Steinmetz predicts: “In this future language, the word cents might be pronounced as ‘since’ and the word business as ‘bidnis’. Certain grammatical cases (such as whom and whose) might disappear entirely.” (No who/whom problem? Utopia beckons.)

Despite the braking action of schools and dictionaries, Steinmetz foresees a somewhat simplified spelling (as did Noah Webster two centuries ago, and he was rawng). Vocabulary? “A great expansion from the currently conservative estimate of half-a-million to well over a million words,” he says. “This is not to say that 40% of our vocabulary will be replaced, a notion very hard to back up.”

Howzabout slang, boyo? “Most of the current slang and argot will vanish,” Steinmetz says, “but new slang, argot and jargon will continue to replenish the ever- growing vocabulary of the coming millennium.”

Presumably, this means “Man, that’s cool” will give way to “Woman, that’s warm.” (I can do that; bring on the organ replacements.)

Will English and American English fuse into a great world language, understandable not only in Kansas and Liverpool but also in Kuala Lumpur and the Congo?

Robert Burchfield, former chief editor of the Oxford English dictionaries and the man who dared to revise Fowler’s Modern English Usage, thinks not. “It seems likely that mutually unintelligible varieties of English will be distributed throughout the English-speaking world,” says this New Zealander, now resident in Oxfordshire.

“The two major forms of English, those of North America and the British Isles, will as languages be as separate from each other as, say, French and Italian and Dutch and Afrikaans are now.”

This divergence is not what most of us expect, as Brits today embrace “mind the gap”, “humped-zebra crossing” and “bug jab”, while Yanks adopt “watch your step”, “striped speed bump” and “flu shot”.

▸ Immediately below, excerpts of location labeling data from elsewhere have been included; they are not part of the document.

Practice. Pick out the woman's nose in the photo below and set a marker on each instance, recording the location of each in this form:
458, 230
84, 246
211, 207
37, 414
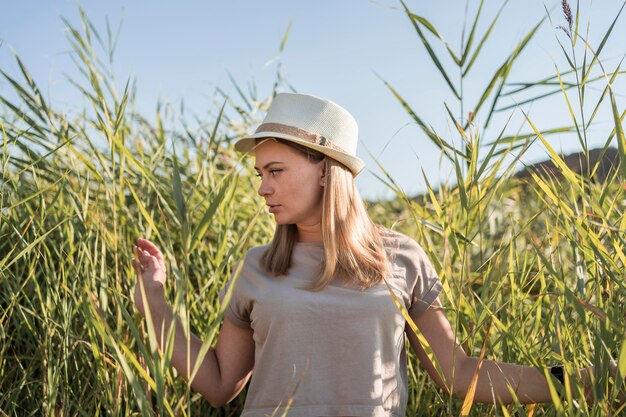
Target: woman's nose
264, 188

On the other hand, a parallel political theory of “convergence”, so confidently put forward only a generation ago by accommodationists between communism and democracy, is discredited today.

But Burchfield has a solution to the problematic prospect of our parting: “Increasingly sophisticated electronic devices – the third-millennium equivalents of the mobile phone – will make it possible for intercommunication to occur, face to face or at a distance.”

Here’s how: “The message of speaker A will be instantly translated into the language of speaker B,” Burchfield says. “Techniques now familiar to journalists interviewing people who speak, say, only Albanian will be familiar to English- speakers throughout the world. No need for the presence of human interpreters – electronic translating aids will be no more remarkable than spectacles and/or glasses and hearing aids are now.”

If this vision comes to pass, the uniqueness of national language and tribal dialect will be preserved, which will give societies the cohesion of tradition and a sense of cultural difference from the rest of the world.

At the same time – thanks to the tiny interpreter implanted in everybody’s teeth – thirdmillennarians will be blessed with instant understanding of what is being said in any language,which should convey a sense of worldly unity.

Think of it: language in the third millennium will defend diversity, while translated communication will assert unity. “O brave new world, that has such people in’t!”

Looking back a thou, we say, Bliss on bem cumendum fiusende geara, Eallum! Looking ahead to 3000, Kant wate.